Coconut oil is sold as a cooking oil, but has also become popular for home beauty treatments and remedies in recent years.
Health sites like Dr. Axe list more than 75 uses for coconut oil, including everything from hair conditioner to toothpaste.
Provo resident Aubrey Markham, a health and coconut oil enthusiast, said she uses coconut oil for various purposes and believes in its health benefits and appeal. She said coconut oil has a sweeter taste and is a healthier alternative to traditional cooking oils, making it an attractive way to replace unhealthy fats without compromising taste.
“My family started using coconut oil years ago before it was popular,” Markham said. “I like it because, unlike other oils, it doesn’t oxidize when it reaches a high temperature, which makes it healthier. Plus, it tastes better and lighter.”
Coconut oil is also a popular ingredient to use for at-home beauty treatments and remedies. BYU business student Karena Foust said she uses coconut oil to help keep her curly hair healthy.
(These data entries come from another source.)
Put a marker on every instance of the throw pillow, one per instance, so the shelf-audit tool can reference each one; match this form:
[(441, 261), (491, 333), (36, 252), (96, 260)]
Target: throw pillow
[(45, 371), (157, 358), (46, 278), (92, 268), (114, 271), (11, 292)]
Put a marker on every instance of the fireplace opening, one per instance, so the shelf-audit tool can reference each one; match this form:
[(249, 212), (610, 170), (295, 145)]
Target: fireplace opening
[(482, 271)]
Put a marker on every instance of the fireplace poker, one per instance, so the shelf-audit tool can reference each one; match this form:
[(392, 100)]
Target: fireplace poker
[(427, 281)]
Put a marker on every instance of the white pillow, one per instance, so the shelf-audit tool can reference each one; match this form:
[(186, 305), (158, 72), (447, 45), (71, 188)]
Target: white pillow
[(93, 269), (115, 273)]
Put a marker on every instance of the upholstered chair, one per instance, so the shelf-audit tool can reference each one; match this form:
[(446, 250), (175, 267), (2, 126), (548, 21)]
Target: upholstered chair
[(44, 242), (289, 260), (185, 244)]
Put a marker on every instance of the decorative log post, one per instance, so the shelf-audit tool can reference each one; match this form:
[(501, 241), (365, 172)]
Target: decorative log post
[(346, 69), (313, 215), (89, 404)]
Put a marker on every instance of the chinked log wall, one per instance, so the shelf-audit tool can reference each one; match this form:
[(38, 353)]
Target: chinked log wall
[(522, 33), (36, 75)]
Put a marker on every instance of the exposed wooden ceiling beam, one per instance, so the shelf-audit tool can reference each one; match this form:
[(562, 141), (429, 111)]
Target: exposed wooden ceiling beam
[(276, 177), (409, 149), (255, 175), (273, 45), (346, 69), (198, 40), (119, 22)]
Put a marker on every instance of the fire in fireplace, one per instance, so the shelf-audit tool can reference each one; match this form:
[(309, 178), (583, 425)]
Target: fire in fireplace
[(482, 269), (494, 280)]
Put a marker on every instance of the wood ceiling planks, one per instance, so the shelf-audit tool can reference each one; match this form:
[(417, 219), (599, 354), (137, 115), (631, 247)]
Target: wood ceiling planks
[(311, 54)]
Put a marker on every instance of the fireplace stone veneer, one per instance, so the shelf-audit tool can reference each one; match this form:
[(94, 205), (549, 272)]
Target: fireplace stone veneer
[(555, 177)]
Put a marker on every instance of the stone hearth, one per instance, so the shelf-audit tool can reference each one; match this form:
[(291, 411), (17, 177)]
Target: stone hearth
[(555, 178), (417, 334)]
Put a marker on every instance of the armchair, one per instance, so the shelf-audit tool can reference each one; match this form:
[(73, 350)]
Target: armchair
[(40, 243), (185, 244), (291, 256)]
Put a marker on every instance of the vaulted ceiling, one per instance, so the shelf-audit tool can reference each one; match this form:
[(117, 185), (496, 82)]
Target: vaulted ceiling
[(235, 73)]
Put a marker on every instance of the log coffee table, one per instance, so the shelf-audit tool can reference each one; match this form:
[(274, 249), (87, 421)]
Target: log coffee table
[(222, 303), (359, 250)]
“It helps with split ends and keeping it nice, especially because it’s so dry out here. It just keeps it moisturized,” Foust said.
Coconut oil can also be useful in removing tough makeup as well, according to Foust. She said it’s one of the best ways she’s found to remove waterproof or long-wear makeup.
“I’ve used it as a makeup remover,” Foust said. “If I’m wearing a waterproof mascara that won’t come off, I’ll use (coconut oil) and it works. I use it for lipsticks too.”
Markham said coconut oil can be used for pretty much anything.
“I use it for skin care: on stretch marks, rashes and dry skin. I once got rid of a wart with it,” Markham said. “I put it in smoothies because it has healthy fatty acids and use it on popcorn instead of butter sometimes. It mixes well with essential oils if you want to use them on larger surfaces.”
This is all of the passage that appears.